General Taiwo’s “niceness” and “charm” is not in fact, some kind of moral virtue that should be extolled – it is quite literally his job. His job is to tell a series of improbable lies in such a manner as to make the patently untrue appear true – or at least to sufficiently obfuscate the truth as to get his employer off the hook for killing innocent Nigerian citizens exercising their constitutionally guaranteed right to assembly, association, movement and expression. General Taiwo is of course, not a politician, but his job is the same as that of a quintessential Nigerian politician – to make you like him enough to the point of believing, or at least ignoring, the lies coming out of his mouth.
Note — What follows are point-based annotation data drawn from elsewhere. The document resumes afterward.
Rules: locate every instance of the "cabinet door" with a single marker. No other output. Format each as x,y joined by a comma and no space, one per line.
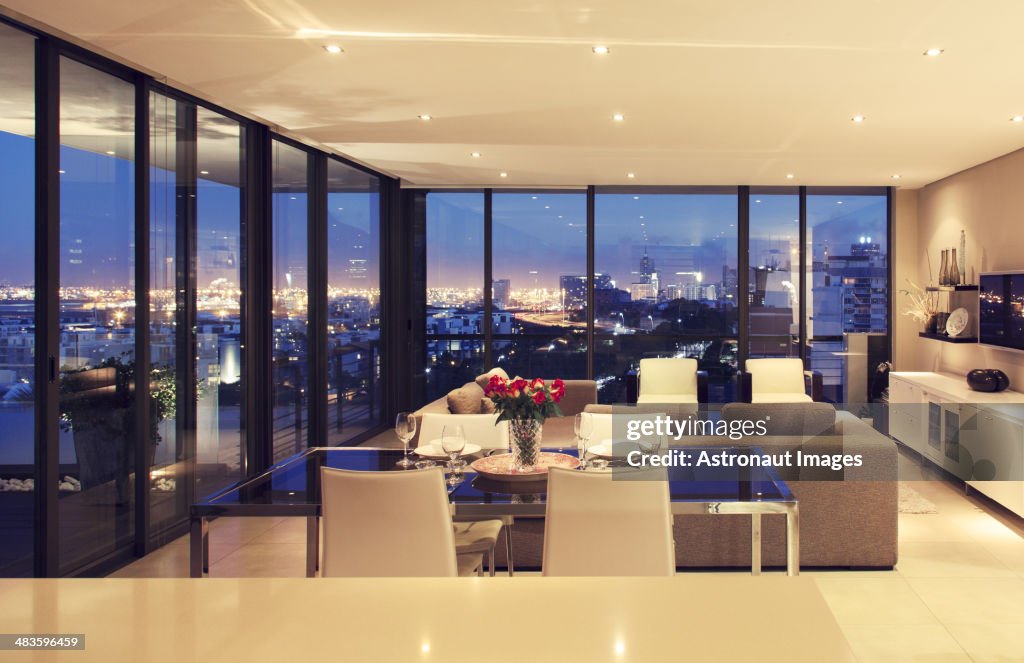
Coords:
997,456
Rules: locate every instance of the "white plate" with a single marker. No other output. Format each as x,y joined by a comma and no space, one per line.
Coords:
433,450
957,322
605,449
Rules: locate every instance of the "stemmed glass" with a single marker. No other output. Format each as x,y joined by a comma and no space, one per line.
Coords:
404,427
453,442
583,426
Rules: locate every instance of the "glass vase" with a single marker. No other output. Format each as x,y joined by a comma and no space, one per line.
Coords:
525,436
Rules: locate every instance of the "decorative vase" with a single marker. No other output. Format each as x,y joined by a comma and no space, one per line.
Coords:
963,265
987,379
525,436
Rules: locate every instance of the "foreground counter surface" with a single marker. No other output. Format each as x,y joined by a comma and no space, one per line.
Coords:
692,618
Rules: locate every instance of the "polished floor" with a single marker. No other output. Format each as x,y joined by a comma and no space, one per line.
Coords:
956,594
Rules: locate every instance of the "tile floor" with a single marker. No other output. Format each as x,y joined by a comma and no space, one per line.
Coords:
956,594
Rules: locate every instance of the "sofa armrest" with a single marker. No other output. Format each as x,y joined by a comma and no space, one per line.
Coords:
817,385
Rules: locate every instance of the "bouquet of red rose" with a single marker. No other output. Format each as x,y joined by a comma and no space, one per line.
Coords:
519,399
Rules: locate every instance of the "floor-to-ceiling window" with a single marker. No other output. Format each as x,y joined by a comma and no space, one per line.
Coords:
455,295
97,315
539,288
666,284
17,295
773,280
291,295
353,320
847,282
220,263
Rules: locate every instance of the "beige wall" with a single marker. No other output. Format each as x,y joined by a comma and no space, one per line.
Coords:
987,201
905,253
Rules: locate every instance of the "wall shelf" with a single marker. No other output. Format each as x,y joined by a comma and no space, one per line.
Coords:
948,339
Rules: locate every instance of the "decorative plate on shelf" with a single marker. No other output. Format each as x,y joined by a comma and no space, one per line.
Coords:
433,450
500,467
957,322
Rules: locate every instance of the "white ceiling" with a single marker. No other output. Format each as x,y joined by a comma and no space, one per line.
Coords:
713,92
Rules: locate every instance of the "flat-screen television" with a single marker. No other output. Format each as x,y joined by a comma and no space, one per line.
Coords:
1000,318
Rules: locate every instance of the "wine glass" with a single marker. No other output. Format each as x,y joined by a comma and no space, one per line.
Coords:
404,427
453,441
583,426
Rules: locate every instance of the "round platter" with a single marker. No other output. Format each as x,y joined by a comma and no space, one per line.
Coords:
500,467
Like any other public-facing operator in Nigeria’s political space, General Taiwo is well versed in the art of engrossing your feelings in a warm French kiss while cold bloodedly severing your spinal cord with a bush knife. Like a politician, he is not a friend of you or anyone other than his own personal interest, which coincides with the institutional interest of his employer. In a couple of decades when he has retired, do not be in the slightest bit surprised to see him run for public office on the platform of being the likeable, rational, calm-headed ex-military officer who will end the army’s human rights abuses.

In Nigerian politics, “niceness” is little more than a PR strategy to get people to take their punishment more willingly. The measure of a public figure’s ‘niceness’ is NOT in any way correlated to their earnestness, their ability to do a job, or the pureness of their intentions. If Muhammadu Buhari and the saga of the past 5 years should have taught us all something by now, it is that anybody can be made likeable – even a 3-time coup plotter with a 40-year career filled with various atrocities to his name.

You fell for General Buhari. There is no need to fall for General Taiwo.